“Every day the sun won’t shine, but that’s why I love tomorrow.”
The popular lyric from GloRilla has been making its rounds after “Tomorrow 2” featuring Cardi B first took off. Recently, the Memphis rapper opened up about her life before the fame, which is living proof of the song’s message.
In an interview on the Million Dollaz Worth of Game podcast, GloRilla took the hosts back in time to when she was financially struggling.
After leaving her last job at Walmart in January 2021, she was determined to be a big-time rapper. But the grind took a quick turn.

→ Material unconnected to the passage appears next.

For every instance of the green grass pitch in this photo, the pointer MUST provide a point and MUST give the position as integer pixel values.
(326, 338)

“I never stopped putting out music. I got discouraged a lot of times but I ain’t ever stop — I had started going broke,” GloRilla told Gillie Da King and Wallo267. “I was losing everything like my apartments, my cars. I was almost down to nothing. It was like the end of last year and the beginning of this year. I was just all the way starting over and was like, ‘D-mn, I’m finna have to go back to work.’”
“I just always felt I can’t work no job. I wanna be my own boss."
“I was just doing sh-t, surviving last year, and then it got to the gritty part and I started just getting broke as hell and was living with my friends and sh-t,” she added.
Down Bad To Being Up
But after continuing to speak things into existence while working toward her dream, GloRilla’s life changed in the span of eight months. As previously reported by AfroTech, the 23-year-old signed a deal with Yo Gotti’s CMG imprint only about three months after her hit single “F.N.F. (Let’s Go)” dropped. What’s more, her best friend, Gloss Up, is signed to Quality Control Music.
“These the folks I struggled with. We all had this dream for the longest. We used to have talks about it all the time. We used to just be broke as hell in the house talking about, ‘We gon’ do it one day. We broke as hell right now but we gon’ figure this shit out one day.’ Now, that it’s happened, this sh-t crazy. It’s still shocking to us. It’s still surreal to us,” GloRilla said.